Я целиком разделяю слова маршала А. Е. Голованова:

«Каждый также знал, что ответит сполна, несмотря ни на какие заслуги, если он мог что-то сделать, но не сделал. Всяческие отговорки, которые у нас, к сожалению, всегда находятся, для Сталина не имели никакого значения. Если же человек в чем-то ошибся, но сам пришел и сказал прямо обо всем — как бы тяжелы ни были последствия ошибки, никогда за этим не следовало наказания...

Болтунов Сталин не терпел. Не раз слышал я от него, что человек, который не держит своего слова, не имеет лица. О таких людях он говорил с презрением. И наоборот, хозяева своего слова пользовались его уважением. Он заботился о них, заботился об их семьях, хотя никогда об этом не говорил и этого не подчеркивал. Сам работая круглыми сутками, он требовал работы и от других. Кто выдерживал, тот работал. Кто не выдерживал — уходил…»

Аллилуев В. С. 170

Но случались, хотя и очень редко, и такие моменты. Вот содержание одного документа, копию которого я храню по сей день:

«Маршалу Василевскому.

Сейчас уже 3 часа 30 минут 17 августа, а Вы еще не изволили прислать в Ставку донесение об итогах операции за 16 августа и о Вашей оценке обстановки... Предупреждаю Вас, что в случае, если Вы хоть раз еще позволите забыть о своем долге перед Ставкой, Вы будете отстранены от должности начальника Генерального штаба и будете отозваны с фронта.

И. Сталин.»

Эта телеграмма меня тогда буквально ошеломила, до этого ведь я не получал ни одного серьезного замечания по службе. А все дело заключалось в том, что, находясь в частях Красной Армии, которые вели очень напряженные бои за освобождение Донбасса, я примерно на 4 часа нарушил предписание Верховного — до полуночи того дня, т.е. 16 августа, дать ему очередное сообщение.

А. Василевский.

Цит. по: Куманев Г. С. 241–242

Вот один весьма важный штрих к характеристике А. М. Василевского. На Александра Михайловича большое впечатление производило завещание академика Ивана Петровича Павлова молодежи.
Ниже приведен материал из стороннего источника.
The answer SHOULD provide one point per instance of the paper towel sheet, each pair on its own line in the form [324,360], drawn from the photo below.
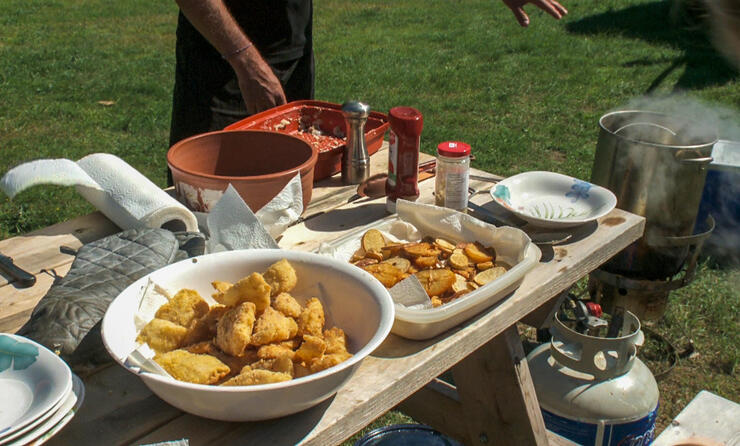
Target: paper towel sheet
[120,192]
[232,225]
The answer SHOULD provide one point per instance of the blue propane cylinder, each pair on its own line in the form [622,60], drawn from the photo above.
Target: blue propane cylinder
[594,390]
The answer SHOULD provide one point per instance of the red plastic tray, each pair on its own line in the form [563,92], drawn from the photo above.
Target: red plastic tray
[295,118]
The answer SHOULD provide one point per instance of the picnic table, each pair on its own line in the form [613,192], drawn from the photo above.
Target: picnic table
[493,401]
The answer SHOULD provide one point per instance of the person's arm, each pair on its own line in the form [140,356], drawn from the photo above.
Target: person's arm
[259,86]
[551,7]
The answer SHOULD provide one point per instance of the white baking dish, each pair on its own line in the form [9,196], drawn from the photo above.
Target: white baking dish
[415,221]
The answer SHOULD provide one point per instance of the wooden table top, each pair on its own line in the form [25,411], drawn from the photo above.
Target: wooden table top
[119,409]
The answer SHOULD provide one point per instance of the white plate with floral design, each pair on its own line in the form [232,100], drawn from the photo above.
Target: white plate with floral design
[553,200]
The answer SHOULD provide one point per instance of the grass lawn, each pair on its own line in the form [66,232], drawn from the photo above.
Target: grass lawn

И Василевский задумал вместе с Георгием Константиновичем Жуковым рассказать молодежи, как они, два Маршала Советского Союза, воспринимают и оценивают Великую Отечественную войну, оставить свое напутствие молодым людям, идущим служить в Советскую Армию, готовящимся к защите своей Родины. К огорчению, Георгия Константиновича вскоре не стало. Однако Александр Михайлович, будучи сам в то время тяжело больным, все же написал такую брошюру страниц на сто машинописного текста. Как человек дисциплинированный, он передал рукопись в Главное политическое управление Советской Армии и Военно-Морского Флота. Однако некий военный чиновник бросил упрек маршалу, что он слишком часто упоминает фамилию Сталина, иногда заменяя только на «Верховный Главнокомандующий». Обычно сдержанный, на этот раз Александр Михайлович с присущей ему прямотой и даже резко ответил: «А что, полковник, разве вы в годы Отечественной войны были рядом с И. В. Сталиным, знаете, что он нам говорил, как нами руководил, что и как мы совместно обсуждали? И кто вам дал право диктовать, сколько раз можно упоминать фамилию Сталина! Я честно излагаю события и факты. Как было, именно так и должно быть запечатлено!»

В итоге брошюра, а по существу книга, не увидела свет. После кончины Александра Михайловича ее не удалось издать и жене Екатерине Васильевне. Где-то теперь эта рукопись Маршала Советского Союза Александра Михайловича Василевского?